Hoffa骨折とは大腿骨後顆骨折のことで、比較的稀とされています。


Hoffa骨折 - コピー




本骨折は関節内骨折であり保存療法では成績不良例が多く、膝関節機能障害を再建するためには確実な整復と安定した内固定が求められます。


私自身のキャリアの中でもHoffa骨折を実際に治療するのは初めての経験です。そこで、入院から手術までの2日間はHoffa骨折の資料集めと勉強に集中しました。


多くの文献にあたったところ、スクリュー固定だけでは術後に転位する症例があるようです。そこで、ロッキングスクリュー併用の手術を計画しました。


ちなみにHoffa骨折に対してロッキングスクリューを使用した報告は数編しか見つけることができませんでした。後顆を捉えるために脛骨近位外側骨折用のプレートを左右反対で選択しました。



術後AP - コピー - コピー
術後LR - コピー




今回は大腿骨外側後顆骨折だったので、進入はlateral midvastus approachを選択しました。Hoffa骨折自体の整復は非常に容易でした。

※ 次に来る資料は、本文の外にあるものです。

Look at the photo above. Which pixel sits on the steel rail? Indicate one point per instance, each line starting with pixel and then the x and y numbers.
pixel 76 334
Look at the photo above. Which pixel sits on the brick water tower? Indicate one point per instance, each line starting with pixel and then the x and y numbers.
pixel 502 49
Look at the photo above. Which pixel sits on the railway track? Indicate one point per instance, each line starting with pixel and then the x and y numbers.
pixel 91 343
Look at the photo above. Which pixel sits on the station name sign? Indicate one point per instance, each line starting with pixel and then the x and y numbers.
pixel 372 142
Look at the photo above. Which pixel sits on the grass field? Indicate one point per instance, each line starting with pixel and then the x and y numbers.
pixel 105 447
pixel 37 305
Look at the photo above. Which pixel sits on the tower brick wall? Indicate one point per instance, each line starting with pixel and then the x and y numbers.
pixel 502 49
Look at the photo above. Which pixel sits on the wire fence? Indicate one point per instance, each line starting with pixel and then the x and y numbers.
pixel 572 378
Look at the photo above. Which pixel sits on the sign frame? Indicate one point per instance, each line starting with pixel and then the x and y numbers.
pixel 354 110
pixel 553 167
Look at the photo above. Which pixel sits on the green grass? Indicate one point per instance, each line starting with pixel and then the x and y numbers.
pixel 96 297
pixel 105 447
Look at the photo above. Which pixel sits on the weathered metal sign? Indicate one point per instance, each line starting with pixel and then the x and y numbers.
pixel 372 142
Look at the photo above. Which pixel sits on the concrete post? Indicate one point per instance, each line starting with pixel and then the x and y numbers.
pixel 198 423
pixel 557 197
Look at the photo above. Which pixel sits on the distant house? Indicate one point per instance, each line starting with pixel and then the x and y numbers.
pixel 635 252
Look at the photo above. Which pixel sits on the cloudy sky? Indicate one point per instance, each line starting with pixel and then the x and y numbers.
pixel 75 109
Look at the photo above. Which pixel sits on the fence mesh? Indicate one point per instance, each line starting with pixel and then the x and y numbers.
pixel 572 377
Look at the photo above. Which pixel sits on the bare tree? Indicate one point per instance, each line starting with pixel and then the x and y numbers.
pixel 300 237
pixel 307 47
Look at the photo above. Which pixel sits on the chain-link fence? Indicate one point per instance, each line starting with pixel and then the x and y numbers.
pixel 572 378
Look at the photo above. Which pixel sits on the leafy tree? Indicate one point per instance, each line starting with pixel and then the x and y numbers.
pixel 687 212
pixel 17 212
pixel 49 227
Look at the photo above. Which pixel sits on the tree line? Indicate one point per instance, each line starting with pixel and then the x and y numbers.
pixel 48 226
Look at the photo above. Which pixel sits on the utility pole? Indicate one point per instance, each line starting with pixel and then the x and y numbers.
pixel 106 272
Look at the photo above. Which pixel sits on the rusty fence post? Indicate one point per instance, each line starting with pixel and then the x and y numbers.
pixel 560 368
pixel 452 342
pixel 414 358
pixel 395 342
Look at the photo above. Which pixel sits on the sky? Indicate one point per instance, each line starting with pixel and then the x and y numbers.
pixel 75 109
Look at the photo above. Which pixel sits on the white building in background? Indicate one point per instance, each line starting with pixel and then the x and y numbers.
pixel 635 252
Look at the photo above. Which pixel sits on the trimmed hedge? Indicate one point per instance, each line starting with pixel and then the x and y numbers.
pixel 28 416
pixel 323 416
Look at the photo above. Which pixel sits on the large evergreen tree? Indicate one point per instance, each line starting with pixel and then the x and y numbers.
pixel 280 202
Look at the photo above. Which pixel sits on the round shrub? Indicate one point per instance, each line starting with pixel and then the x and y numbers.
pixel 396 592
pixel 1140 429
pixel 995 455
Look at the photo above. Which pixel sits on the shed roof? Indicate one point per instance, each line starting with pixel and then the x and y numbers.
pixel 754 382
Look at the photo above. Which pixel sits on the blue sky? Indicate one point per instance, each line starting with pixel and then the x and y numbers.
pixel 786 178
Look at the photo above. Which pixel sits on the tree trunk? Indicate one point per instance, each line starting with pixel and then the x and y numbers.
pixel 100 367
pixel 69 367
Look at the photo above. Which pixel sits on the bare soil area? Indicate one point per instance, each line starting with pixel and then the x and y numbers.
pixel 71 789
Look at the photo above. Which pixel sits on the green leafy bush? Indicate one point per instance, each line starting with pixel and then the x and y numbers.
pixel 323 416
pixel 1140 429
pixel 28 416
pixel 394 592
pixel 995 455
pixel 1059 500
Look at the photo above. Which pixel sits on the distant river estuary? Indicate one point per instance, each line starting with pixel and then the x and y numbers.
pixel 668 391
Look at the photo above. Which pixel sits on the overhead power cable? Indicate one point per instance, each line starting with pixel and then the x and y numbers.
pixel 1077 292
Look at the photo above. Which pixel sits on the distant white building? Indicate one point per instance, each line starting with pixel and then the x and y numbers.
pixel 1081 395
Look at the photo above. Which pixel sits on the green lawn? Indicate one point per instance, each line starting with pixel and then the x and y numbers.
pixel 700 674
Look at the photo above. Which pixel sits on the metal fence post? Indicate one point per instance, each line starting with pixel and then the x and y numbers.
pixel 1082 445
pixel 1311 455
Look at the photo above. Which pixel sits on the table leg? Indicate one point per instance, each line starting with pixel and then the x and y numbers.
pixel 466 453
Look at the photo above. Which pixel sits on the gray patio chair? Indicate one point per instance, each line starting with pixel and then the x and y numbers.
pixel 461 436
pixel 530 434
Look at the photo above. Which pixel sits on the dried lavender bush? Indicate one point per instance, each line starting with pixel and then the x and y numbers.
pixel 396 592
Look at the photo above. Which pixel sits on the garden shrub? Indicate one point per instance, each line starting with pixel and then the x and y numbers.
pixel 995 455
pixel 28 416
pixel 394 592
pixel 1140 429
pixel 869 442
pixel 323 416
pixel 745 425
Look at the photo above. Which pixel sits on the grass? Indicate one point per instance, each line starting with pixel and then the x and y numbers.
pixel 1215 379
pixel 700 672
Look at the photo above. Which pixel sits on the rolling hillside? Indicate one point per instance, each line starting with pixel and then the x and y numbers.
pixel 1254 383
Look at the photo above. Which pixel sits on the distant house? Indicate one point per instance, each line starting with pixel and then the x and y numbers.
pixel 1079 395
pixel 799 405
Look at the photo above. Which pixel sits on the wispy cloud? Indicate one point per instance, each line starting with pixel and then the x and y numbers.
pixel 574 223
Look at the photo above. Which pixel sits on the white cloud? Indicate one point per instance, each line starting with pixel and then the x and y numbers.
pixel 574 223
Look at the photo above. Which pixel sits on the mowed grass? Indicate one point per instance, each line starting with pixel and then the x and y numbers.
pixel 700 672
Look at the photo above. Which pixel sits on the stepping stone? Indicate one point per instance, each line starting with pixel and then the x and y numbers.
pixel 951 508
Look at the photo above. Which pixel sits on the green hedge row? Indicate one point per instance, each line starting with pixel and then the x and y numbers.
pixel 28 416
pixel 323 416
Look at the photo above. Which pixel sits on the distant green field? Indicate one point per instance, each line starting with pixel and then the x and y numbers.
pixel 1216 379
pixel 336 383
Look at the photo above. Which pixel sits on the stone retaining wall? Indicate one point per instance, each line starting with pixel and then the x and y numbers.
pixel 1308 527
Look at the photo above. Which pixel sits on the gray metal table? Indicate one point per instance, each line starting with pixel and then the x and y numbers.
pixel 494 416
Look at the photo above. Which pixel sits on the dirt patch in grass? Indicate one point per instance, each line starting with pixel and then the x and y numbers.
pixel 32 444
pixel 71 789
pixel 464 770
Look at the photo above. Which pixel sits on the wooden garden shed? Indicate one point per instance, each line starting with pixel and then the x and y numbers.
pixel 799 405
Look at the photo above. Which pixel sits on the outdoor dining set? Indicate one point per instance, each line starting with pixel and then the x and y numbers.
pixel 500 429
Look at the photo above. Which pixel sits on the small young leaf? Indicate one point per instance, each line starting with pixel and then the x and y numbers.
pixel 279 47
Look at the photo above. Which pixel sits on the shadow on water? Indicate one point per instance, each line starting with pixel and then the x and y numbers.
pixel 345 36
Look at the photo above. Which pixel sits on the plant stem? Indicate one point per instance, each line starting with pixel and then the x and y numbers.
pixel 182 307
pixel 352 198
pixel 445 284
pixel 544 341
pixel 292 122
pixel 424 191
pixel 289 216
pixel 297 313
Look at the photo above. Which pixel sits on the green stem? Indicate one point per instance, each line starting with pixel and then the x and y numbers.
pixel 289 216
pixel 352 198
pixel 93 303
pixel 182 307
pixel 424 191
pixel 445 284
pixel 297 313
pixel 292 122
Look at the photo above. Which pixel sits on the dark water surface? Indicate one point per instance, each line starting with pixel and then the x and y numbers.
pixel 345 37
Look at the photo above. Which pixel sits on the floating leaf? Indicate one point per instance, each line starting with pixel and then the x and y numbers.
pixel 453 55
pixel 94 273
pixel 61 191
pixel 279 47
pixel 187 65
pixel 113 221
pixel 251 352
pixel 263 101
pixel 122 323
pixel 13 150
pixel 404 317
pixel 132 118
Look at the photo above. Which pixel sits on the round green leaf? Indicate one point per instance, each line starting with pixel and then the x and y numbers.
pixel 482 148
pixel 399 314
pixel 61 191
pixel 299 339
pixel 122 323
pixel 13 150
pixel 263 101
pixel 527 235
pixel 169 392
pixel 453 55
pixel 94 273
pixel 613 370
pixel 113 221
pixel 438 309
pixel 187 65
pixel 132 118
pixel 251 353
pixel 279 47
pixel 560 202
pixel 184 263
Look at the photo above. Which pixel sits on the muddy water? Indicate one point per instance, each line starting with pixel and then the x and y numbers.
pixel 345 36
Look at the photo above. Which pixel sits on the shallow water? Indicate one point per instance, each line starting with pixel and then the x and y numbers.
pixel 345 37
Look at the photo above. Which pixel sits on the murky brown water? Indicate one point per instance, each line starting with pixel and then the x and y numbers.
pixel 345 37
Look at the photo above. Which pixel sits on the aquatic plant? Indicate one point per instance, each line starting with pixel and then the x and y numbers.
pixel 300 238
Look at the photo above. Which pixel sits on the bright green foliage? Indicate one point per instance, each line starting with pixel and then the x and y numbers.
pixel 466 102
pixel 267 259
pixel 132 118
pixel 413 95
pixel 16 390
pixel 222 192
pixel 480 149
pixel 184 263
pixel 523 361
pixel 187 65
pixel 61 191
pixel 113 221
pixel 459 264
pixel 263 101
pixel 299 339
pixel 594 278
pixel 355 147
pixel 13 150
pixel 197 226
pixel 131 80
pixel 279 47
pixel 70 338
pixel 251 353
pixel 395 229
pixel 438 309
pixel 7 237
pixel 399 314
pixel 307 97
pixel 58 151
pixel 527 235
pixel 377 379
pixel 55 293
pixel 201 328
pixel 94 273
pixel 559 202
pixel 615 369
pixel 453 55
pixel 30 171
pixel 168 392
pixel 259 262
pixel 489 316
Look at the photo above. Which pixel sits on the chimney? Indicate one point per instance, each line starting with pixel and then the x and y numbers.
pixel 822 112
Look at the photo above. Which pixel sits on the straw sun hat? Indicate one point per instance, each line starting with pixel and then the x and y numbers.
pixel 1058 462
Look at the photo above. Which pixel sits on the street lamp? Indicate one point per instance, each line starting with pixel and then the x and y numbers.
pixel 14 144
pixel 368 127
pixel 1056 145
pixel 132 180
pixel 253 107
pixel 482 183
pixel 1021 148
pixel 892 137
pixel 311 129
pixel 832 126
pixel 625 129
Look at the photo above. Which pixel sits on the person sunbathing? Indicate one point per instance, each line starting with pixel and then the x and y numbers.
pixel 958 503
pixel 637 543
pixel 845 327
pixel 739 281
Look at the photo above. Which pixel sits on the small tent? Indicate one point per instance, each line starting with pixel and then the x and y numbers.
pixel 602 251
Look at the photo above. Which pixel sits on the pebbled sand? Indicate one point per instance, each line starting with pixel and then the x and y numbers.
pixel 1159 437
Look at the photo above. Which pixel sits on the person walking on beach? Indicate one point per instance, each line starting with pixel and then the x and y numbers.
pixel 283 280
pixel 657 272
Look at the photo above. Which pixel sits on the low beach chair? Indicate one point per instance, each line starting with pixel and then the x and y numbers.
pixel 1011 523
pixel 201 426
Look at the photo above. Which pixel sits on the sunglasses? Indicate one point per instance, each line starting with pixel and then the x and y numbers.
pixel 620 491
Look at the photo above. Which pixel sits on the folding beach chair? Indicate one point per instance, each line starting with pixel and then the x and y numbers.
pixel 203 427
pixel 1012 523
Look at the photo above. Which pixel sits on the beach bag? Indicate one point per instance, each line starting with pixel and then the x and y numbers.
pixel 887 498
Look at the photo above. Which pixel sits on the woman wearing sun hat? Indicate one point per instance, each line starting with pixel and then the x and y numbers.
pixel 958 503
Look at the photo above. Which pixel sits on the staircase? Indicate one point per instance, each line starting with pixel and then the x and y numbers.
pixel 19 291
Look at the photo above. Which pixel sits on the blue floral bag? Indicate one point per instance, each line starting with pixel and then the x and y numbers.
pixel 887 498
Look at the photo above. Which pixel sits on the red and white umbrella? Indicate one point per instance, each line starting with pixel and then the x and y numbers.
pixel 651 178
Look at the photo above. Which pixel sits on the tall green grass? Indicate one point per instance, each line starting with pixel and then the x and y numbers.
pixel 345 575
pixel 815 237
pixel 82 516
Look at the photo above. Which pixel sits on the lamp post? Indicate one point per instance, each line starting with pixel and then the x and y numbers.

まず、Acutrak plus 2本で後顆骨片を固定後に、ロッキングスクリューをAcutrakの間を通すようにして挿入しました。かなり強固に固定できたので、安心して後療法を実行できそうです。


やはり珍しい骨折をみると、整形外科医としての血が騒ぎます(笑)。
これは勤務医でしか味わえない醍醐味ですね。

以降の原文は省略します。